Natural Treatment for Acid Reflux & Constipation

Does Acid Reflux Cause Constipation.

The link between acid reflux and constipation.

Acid reflux is also known as acid indigestion. It’s a common condition that affects almost everyone at some point. It’s also possible for acid reflux to occur in children and teens.

This condition develops when your lower esophageal sphincter (LES), the muscle that acts as a valve between your esophagus and stomach, relaxes or doesn’t close properly. This allows stomach contents like acidic digestive juices to back up into your esophagus. When acid reflux becomes frequent or chronic, it’s known as gastroesophageal reflux disease (GERD).

To treat acid reflux or GERD, your doctor may prescribe home remedies, lifestyle changes, or medications. Some of those medications can contribute to other digestive problems, including constipation. Constipation means having hard, dry bowel movements, or going fewer than three times a week.

Medication side effects.

Your doctor will recommend lifestyle changes and home remedies as a first line of treatment for acid reflux or GERD.

If lifestyle changes and home remedies don’t relieve your acid reflux or GERD symptoms, your doctor may prescribe medications. For example, they may prescribe proton pump inhibitors (PPIs).

PPIs are effective in treating GERD, but constipation is a known side effect.

Tips for managing PPI-related constipation.

PPIs are often the preferred GERD treatment. They can heal the esophageal lining and treat GERD symptoms, but they can cause constipation.

There are a few ways to manage constipation caused by PPIs. These include:

Eating more fiber

Foods high in fiber do not usually contribute to reflux. They also can add bulk to your stool, making the stool easier to pass. It’s important to add fiber slowly to avoid side effects like gas and bloating.

Examples of high-fiber foods include:

*whole-grain breads.

*fresh fruits.


Drinking more water.

Increase the amount of water you drink every day.

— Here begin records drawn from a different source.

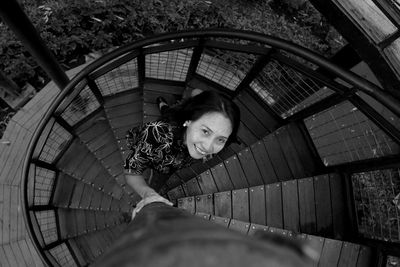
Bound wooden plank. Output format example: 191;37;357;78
282;180;300;233
167;185;186;203
190;162;209;175
225;155;249;189
298;178;317;234
10;242;29;266
314;175;333;237
104;90;143;109
211;163;233;192
85;129;117;154
195;194;214;214
19;238;45;267
17;187;28;243
263;134;293;181
194;212;211;221
0;184;6;244
56;139;90;174
250;140;278;184
73;209;87;235
287;123;319;176
66;239;88;266
185;178;203;196
90;192;104;213
247;223;268;235
82;160;105;183
357;246;375;267
214;191;232;218
338;242;360;267
93;143;119;160
101;150;123;175
165;173;182;189
10;186;22;240
237;122;258;146
144;81;185;96
232;188;250;222
274;127;305;179
306;235;324;266
109;112;143;129
79;184;94;209
85;210;97;232
143;103;161;118
197;171;218;194
178;197;196;214
143;90;181;106
106;100;143;119
329;173;349;239
0;247;11;266
237;89;278;131
1;185;12;244
69;181;85;209
238;147;264;186
176;167;197;181
2;243;18;266
75;111;111;144
101;195;112;211
73;236;95;264
234;99;269;139
249;185;267;225
319;238;343;267
265;183;283;228
94;211;106;230
228;219;250;235
81;236;100;261
57;209;77;239
210;216;230;228
53;172;76;208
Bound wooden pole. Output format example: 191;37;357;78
94;203;310;267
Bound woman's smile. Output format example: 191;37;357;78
185;112;232;159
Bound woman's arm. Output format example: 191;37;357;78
125;173;158;198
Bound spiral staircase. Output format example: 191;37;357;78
0;27;400;266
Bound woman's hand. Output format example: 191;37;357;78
132;192;173;220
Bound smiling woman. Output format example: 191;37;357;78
124;91;240;219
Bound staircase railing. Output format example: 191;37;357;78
22;29;400;265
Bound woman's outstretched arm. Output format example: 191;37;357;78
125;173;158;198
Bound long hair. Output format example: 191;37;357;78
163;91;240;145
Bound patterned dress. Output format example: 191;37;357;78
124;121;195;174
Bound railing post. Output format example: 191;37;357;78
94;203;311;267
0;0;69;90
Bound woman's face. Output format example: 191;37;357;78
185;112;232;159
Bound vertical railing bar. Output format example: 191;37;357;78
272;62;302;104
351;110;373;160
390;168;400;240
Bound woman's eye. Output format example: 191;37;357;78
219;138;226;144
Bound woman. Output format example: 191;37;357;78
124;91;240;215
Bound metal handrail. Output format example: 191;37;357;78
21;29;400;264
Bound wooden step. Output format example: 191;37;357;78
57;208;126;239
167;124;318;199
67;223;127;266
195;215;376;267
178;174;348;239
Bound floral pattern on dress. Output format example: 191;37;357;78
124;121;193;174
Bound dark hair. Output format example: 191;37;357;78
164;91;240;145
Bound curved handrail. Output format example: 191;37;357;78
21;29;400;264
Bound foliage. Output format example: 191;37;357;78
0;0;342;88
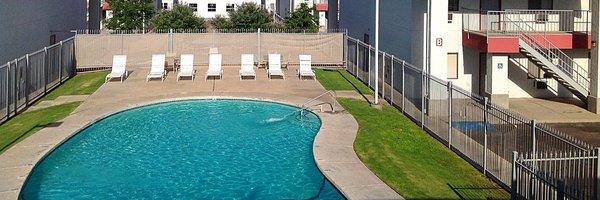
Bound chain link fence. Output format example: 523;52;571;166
345;37;599;199
0;38;76;124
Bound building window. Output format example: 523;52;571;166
448;0;458;11
448;53;458;79
189;3;198;12
208;3;217;12
226;3;235;12
50;34;56;45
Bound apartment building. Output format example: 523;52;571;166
172;0;263;18
0;0;86;63
339;0;599;112
276;0;330;31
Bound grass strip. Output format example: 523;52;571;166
338;98;510;199
315;69;373;94
0;101;81;154
36;71;109;103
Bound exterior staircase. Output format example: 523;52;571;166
503;12;590;103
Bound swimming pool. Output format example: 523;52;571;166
20;99;344;199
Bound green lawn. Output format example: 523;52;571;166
0;71;108;154
36;71;109;103
338;98;510;199
0;102;81;154
315;69;373;94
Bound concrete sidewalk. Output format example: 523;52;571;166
0;66;402;199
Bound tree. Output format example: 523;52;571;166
229;3;273;29
283;3;319;30
211;15;233;29
104;0;154;30
151;5;204;30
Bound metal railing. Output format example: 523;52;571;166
503;10;590;96
0;37;75;124
345;37;598;198
511;149;599;199
300;90;337;113
461;8;592;34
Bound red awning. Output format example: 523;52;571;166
102;2;110;10
317;4;329;11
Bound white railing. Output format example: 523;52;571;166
502;13;590;96
462;8;592;33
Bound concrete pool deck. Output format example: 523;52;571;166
0;64;402;199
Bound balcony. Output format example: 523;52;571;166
313;0;329;11
462;8;592;53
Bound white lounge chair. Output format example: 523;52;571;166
240;54;256;80
204;53;223;81
146;54;166;82
267;54;285;80
177;54;196;82
298;55;317;80
104;55;127;82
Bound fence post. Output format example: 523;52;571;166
58;41;63;84
167;28;173;53
367;45;370;86
510;151;519;199
382;52;385;100
384;55;394;105
402;60;406;114
593;147;600;199
483;97;488;175
24;54;30;105
448;81;452;149
6;62;10;120
13;59;19;116
354;40;364;77
556;179;565;200
256;28;262;67
344;31;348;71
421;71;427;129
530;119;537;172
42;47;48;95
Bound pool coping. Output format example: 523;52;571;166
0;68;402;199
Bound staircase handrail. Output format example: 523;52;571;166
502;12;590;91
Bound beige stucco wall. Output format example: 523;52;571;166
76;33;344;67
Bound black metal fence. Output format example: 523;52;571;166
0;37;75;124
345;37;598;199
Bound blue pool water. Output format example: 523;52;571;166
21;100;344;199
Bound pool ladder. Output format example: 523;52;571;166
300;90;337;114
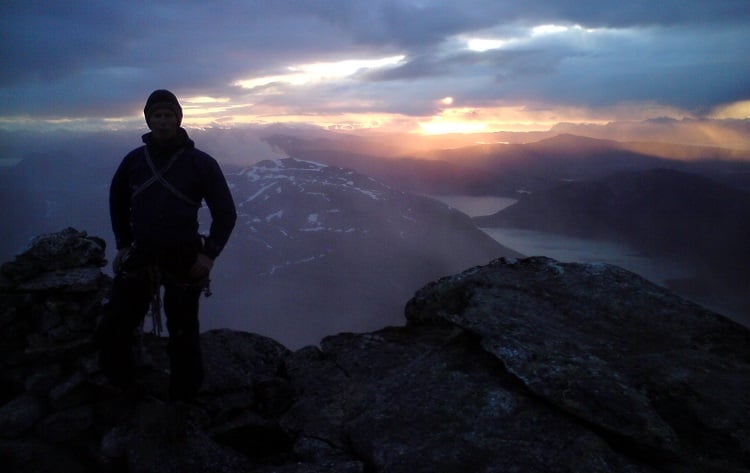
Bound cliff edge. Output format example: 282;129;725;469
0;229;750;473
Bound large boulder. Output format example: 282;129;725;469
0;230;750;473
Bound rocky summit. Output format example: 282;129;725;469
0;229;750;473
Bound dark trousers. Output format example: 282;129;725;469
96;243;203;400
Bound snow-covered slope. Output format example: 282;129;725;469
203;158;515;347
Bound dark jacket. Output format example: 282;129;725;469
109;128;237;258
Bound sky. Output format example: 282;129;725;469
0;0;750;138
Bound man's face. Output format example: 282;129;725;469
148;108;178;141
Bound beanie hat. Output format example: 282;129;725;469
143;89;182;128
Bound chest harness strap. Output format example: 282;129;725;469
130;147;201;207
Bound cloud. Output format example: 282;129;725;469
0;0;750;127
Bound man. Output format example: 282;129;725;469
96;90;237;400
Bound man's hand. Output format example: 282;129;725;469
190;253;214;281
112;246;130;274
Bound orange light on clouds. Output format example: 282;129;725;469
710;100;750;120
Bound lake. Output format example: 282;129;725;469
431;195;690;286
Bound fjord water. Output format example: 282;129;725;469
433;195;691;286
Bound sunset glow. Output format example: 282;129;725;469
0;0;750;146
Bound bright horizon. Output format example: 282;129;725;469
0;0;750;149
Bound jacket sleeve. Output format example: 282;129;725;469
203;155;237;259
109;155;133;250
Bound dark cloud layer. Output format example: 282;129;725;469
0;0;750;123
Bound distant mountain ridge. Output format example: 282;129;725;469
205;158;520;346
266;133;750;196
474;169;750;320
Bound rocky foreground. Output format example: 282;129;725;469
0;229;750;473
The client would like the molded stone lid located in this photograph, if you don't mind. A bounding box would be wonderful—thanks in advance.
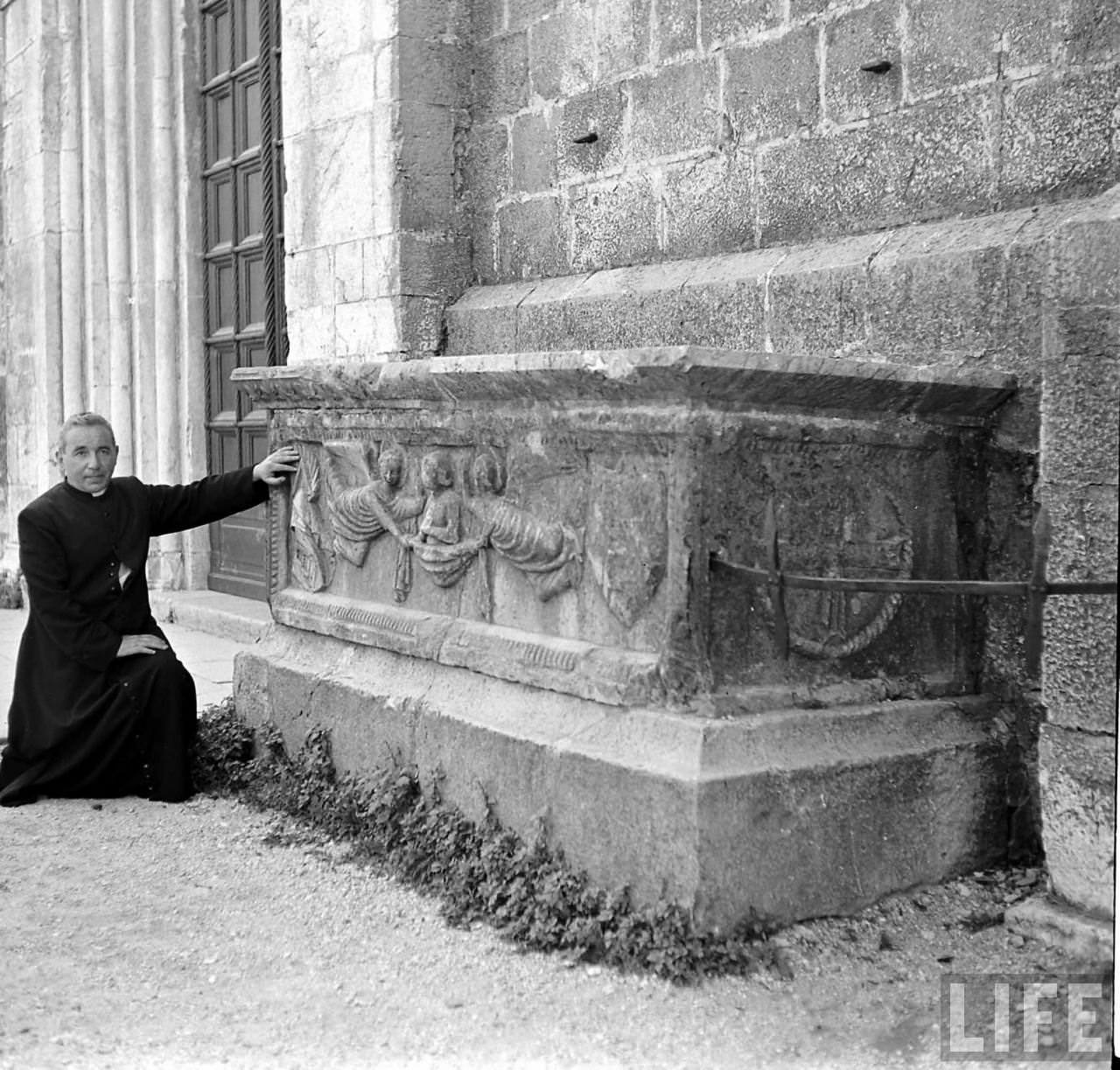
[231,346,1017,420]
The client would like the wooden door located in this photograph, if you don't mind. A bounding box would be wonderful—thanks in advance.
[201,0,287,599]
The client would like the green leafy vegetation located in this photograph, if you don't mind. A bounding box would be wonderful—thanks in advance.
[195,702,780,982]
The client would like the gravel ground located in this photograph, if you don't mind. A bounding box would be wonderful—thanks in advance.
[0,797,1108,1070]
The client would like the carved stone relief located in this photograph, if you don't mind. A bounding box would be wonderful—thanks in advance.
[290,440,584,619]
[766,480,914,659]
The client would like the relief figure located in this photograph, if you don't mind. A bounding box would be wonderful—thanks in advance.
[466,452,583,602]
[289,444,335,591]
[326,443,424,602]
[408,450,485,587]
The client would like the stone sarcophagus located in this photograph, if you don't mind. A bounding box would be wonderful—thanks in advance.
[235,347,1013,922]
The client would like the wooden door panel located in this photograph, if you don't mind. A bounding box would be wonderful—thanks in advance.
[201,0,285,598]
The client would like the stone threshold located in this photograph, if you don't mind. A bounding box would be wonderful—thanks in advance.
[149,591,272,643]
[1004,894,1116,965]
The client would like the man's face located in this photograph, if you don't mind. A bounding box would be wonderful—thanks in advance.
[59,423,116,494]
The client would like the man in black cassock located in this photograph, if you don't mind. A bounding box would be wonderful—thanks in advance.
[0,412,298,806]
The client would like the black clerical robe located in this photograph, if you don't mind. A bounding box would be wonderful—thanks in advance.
[0,468,269,806]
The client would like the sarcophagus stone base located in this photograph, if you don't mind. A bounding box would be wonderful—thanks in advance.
[235,348,1013,925]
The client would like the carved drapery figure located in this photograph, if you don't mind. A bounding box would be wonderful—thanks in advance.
[289,443,335,591]
[324,443,424,602]
[466,451,583,602]
[409,450,485,587]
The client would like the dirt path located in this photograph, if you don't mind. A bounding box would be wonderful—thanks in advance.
[0,797,1108,1070]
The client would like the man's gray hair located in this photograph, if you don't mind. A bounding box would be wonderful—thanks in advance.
[55,412,116,454]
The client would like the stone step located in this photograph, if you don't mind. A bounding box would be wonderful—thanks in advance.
[149,591,272,643]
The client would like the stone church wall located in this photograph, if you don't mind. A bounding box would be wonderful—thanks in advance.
[467,0,1120,283]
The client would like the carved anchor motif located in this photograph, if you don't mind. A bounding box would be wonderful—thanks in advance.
[767,487,914,659]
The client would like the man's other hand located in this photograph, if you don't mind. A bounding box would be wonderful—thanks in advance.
[116,635,167,658]
[253,446,299,486]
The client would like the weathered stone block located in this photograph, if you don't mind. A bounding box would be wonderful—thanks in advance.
[395,101,455,231]
[284,245,333,309]
[1065,0,1120,63]
[1043,486,1120,579]
[513,275,592,353]
[459,122,509,216]
[724,27,820,141]
[676,250,783,350]
[542,263,691,348]
[1041,342,1120,488]
[497,197,568,281]
[999,67,1120,202]
[471,0,505,43]
[662,144,755,256]
[396,0,466,40]
[235,627,1004,927]
[584,0,651,81]
[507,0,560,31]
[759,93,992,244]
[1043,596,1116,735]
[447,283,533,353]
[1052,209,1120,306]
[284,121,392,248]
[509,113,556,196]
[284,0,374,57]
[555,83,626,179]
[393,36,466,108]
[824,0,903,123]
[627,59,721,161]
[468,213,499,286]
[332,242,367,304]
[1039,725,1116,918]
[654,0,697,59]
[907,0,1053,96]
[288,304,335,365]
[331,297,402,356]
[399,295,444,358]
[528,0,595,100]
[700,0,781,48]
[471,31,528,117]
[869,231,1007,355]
[568,173,659,271]
[767,235,884,353]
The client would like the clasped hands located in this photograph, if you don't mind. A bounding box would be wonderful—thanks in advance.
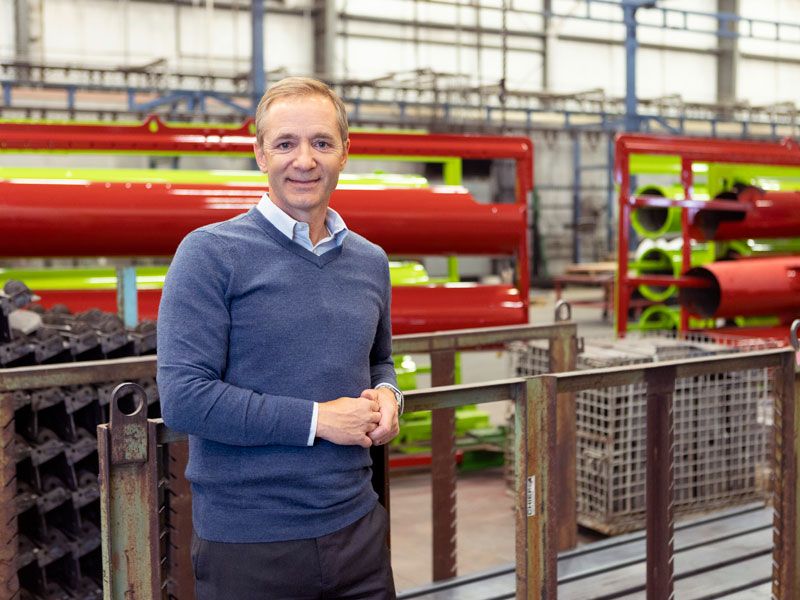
[317,388,400,448]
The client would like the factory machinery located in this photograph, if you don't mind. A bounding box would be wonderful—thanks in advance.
[615,134,800,341]
[0,118,533,599]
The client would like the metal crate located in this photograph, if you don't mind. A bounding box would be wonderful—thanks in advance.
[510,336,776,534]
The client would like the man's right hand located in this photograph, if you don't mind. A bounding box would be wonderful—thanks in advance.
[317,396,381,448]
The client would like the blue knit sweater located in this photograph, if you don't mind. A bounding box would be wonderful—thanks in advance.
[158,209,396,542]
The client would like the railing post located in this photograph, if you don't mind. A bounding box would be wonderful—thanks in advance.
[645,367,675,600]
[0,392,19,600]
[514,375,557,600]
[550,331,578,550]
[772,354,800,600]
[97,383,161,600]
[431,350,457,581]
[165,440,194,600]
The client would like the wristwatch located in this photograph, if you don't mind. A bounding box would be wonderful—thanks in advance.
[375,383,405,416]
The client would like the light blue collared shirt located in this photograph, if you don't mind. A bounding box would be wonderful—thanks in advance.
[256,194,349,256]
[256,193,397,446]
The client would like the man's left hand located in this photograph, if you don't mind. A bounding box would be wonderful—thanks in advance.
[361,387,400,446]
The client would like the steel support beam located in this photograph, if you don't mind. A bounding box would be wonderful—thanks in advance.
[717,0,739,105]
[622,0,640,131]
[313,0,337,80]
[431,350,458,581]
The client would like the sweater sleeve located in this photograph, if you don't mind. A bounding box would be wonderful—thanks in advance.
[158,231,313,446]
[369,251,397,387]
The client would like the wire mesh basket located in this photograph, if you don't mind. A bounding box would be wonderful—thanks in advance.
[509,335,779,534]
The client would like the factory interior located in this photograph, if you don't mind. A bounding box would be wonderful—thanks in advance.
[0,0,800,600]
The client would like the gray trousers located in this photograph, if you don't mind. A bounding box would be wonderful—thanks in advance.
[192,504,395,600]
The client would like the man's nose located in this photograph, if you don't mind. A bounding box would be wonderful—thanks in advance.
[294,142,316,169]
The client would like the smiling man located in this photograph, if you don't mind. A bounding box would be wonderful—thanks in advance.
[158,77,402,600]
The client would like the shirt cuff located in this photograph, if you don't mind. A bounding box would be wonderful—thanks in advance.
[375,381,405,415]
[306,402,319,446]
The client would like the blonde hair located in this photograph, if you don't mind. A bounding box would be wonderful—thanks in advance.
[256,77,348,146]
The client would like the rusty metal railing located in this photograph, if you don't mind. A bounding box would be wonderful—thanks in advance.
[393,324,578,581]
[0,323,576,600]
[98,366,556,600]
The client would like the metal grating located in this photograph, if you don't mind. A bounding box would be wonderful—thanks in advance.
[510,336,777,534]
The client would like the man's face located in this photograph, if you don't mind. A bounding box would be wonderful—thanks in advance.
[253,96,350,222]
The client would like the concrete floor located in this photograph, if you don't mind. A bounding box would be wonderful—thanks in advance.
[391,288,612,591]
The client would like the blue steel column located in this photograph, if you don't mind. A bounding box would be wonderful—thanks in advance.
[250,0,267,111]
[606,135,616,253]
[117,267,139,329]
[572,133,581,264]
[622,0,656,131]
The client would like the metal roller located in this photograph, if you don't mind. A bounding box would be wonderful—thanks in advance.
[0,180,526,257]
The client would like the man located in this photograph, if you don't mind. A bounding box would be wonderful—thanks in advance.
[158,77,402,600]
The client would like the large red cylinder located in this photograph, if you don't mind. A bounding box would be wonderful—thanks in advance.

If you don’t have fluid restrictions related to your health, drinking more water can work with fiber to make your stool easier to pass.

Exercising regularly.

Exercise promotes intestinal movement, which helps your stool pass. Aim for about 150 minutes of moderate exercise every week, with a goal of 30 minutes per day at least five times per week. Try walking, swimming, or biking.

It’s always best to talk with your doctor before starting an exercise regimen.

Taking an OTC medication.

There are many types of constipation medication that you can buy over the counter:

*Laxatives make stool easier to pass. Examples include senna (Fletchers Laxative) and polyethylene-glycol-3350 (GIALAX).

*Stool softeners soften hard stool. An example is docusate (Dulcolax).

*Fiber supplements add bulk to stool.

*Stimulant laxatives cause your intestines to contract and move more stool. Examples include sennosides (Senokot).

These medicines aren’t intended for you to take on a regular basis, but when you have constipation. If you have chronic constipation, discuss it with your doctor. They can determine the cause and prescribe the right treatment.

Some people may use probiotics such as Bifidobacterium or Lactobacillus. Limited research is available to support probiotics as an effective treatment for constipation.